The 14-year-old Palestinian girl who burst into tears after German Chancellor Angela Merkel told her she might be deported has had her residency permit extended until March 2016, the mayor's office in the northern city of Rostock said on Friday.
Merkel was criticized in July after she told the girl, identified as Reem, during a televised discussion forum that Germany could not admit everyone who wanted to live there, and then stroked her on her back when Reem started crying.
The video clip of the exchange went viral and started the hashtag #merkelstreichelt (merkelstrokes) with critics accusing her of looking clumsy and lacking empathy.
Reem, who is from Lebanon, has lived in Germany for four years and had told Merkel in fluent German that she wanted to study there, but that it was uncertain whether she would be allowed to stay.
The mayor's office in Rostock said Reem and her father on Thursday received a limited residency permit that is valid until March 2016. The office could not immediately clarify what will happen after that date.

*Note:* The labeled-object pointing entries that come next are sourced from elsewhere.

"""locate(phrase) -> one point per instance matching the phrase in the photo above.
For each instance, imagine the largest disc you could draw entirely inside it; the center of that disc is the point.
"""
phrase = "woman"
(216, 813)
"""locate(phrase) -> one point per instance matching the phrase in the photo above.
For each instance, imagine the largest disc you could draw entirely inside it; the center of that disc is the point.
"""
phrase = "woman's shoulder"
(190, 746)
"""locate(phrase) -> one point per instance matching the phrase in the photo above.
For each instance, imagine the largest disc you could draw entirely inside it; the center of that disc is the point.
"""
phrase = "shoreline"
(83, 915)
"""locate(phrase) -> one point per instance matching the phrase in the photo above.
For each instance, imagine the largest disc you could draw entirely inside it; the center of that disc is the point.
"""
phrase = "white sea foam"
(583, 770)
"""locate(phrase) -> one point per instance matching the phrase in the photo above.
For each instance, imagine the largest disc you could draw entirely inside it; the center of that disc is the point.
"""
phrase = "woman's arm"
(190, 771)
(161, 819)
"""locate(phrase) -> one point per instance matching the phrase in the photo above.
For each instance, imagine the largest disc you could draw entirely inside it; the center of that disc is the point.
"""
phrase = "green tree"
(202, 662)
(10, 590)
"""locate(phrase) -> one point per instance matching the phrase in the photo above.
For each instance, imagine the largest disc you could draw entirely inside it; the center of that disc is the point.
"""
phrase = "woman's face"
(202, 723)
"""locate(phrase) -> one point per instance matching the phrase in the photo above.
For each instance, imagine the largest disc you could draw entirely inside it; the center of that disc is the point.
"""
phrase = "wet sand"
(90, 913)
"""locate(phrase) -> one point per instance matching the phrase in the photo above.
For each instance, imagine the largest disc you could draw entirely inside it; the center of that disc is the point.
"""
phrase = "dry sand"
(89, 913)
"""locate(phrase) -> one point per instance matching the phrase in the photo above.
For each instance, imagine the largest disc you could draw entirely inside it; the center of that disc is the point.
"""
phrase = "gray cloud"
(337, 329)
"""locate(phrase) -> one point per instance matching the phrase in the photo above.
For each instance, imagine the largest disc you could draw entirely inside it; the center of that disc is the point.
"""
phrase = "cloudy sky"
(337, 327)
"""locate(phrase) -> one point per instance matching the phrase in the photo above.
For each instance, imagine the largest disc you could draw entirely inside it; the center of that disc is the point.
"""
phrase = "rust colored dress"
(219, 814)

It said the rest of the family would not be deported so that they could remain together.
Merkel, who has been criticized for being slow to condemn violent protests against refugees in an east German town last month, saw her approval ratings slip by 4 points to 63 percent over how she has handled the refugee crisis.
Germany, with relatively liberal asylum laws and generous benefits, is the EU's biggest recipient of people fleeing war in the Middle East and economic migrants from southeastern Europe.
A record 104,460 asylum seekers entered the country in August, and it expects about 800,000 people to file for asylum this year — four times last year's level.